CANADA FX DEBT-C$ pressured by rebounding greenback, weaker oil prices

(Updates with strategist's comment, details, closing figures)
    * Canadian dollar at C$1.2157 or 82.26 U.S. cents
    * Bond prices mostly lower across the maturity curve

    By Solarina Ho
    TORONTO, May 1 (Reuters) - The Canadian dollar stumbled on
Friday as the greenback bounced back from a dismal April on
signs that a run of uninspired U.S. economic data for the first
quarter may be over.
    U.S. economic figures on Friday were mixed, but investors
appeared to be trading off a more optimistic-than-expected tone
in the U.S. Federal Reserve's policy statement on Wednesday.

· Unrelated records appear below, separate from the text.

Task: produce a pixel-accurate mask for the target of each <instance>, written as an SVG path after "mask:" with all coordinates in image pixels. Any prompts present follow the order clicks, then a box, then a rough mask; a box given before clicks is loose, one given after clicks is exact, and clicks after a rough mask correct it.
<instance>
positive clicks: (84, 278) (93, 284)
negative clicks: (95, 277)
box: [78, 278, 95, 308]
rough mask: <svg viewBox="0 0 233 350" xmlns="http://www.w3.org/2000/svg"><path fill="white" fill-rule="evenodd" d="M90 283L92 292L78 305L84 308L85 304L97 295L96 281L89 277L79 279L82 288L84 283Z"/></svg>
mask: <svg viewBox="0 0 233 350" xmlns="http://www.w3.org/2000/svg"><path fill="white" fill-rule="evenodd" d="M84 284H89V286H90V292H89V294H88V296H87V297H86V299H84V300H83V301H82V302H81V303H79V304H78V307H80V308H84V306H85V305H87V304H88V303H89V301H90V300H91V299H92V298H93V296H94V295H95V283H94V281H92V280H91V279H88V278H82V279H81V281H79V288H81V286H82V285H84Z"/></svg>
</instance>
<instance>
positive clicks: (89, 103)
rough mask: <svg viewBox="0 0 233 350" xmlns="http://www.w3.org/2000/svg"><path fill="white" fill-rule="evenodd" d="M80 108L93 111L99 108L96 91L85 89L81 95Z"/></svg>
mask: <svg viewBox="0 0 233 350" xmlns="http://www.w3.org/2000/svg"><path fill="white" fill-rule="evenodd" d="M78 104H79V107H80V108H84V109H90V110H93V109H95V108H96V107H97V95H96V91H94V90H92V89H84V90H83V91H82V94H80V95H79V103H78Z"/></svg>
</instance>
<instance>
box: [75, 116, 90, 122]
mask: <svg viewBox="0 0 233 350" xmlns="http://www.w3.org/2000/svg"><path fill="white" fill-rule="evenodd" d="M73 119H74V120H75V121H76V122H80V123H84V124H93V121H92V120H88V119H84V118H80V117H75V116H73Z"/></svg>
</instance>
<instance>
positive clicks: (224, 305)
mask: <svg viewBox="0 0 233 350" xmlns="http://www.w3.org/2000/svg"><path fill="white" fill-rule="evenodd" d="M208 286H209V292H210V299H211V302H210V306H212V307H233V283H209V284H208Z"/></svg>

    "It's more of U.S. dollar-positive story today," said David
Tulk, chief Canada macro strategist at TD Securities. "You think
of the catalyst, and the economic data was generally soft and
disappointing ... you have to maybe look at the move today in
the wider context of the week."
    Weaker prices for crude, a key Canadian export, compounded
the Canadian dollar weakness. Oil, which had been trading near
their highs for the year, came under pressure from the stronger
greenback and by Iraq's statement that its crude exports hit a
record in April. 
    U.S. crude crude was down 0.7 percent at $59.20,
while Brent lost 0.4 percent to $66.50.
    The Canadian dollar, which was underperforming many
of its counterparts, finished the session at C$1.2157 to the
greenback, or 82.26 U.S. cents. This was nearly a cent weaker
than the Bank of Canada's official close of C$1.2064, or 82.89
U.S. cents, on Thursday.
    The loonie, which traded between C$1.2064 and C$1.2205
during the session, was little changed for the week,
strengthening less than 0.1 percent. On Wednesday, it had
touched it strongest level since the Bank of Canada's surprise
interest rate cut in January.
    The U.S. dollar index, which measures the greenback
against a basket of currencies, rebounded on Friday after
slumping to its worst month in four years in April.
    Canadian government bond prices were mostly lower across the
maturity curve, with the two-year price down 6.5
Canadian cents to yield 0.712 percent and the benchmark 10-year
 falling 73 Canadian cents to yield 1.658 percent.
    The Canada-U.S. two-year bond spread was 11.3 basis points,
while the 10-year spread was -45.4 basis points.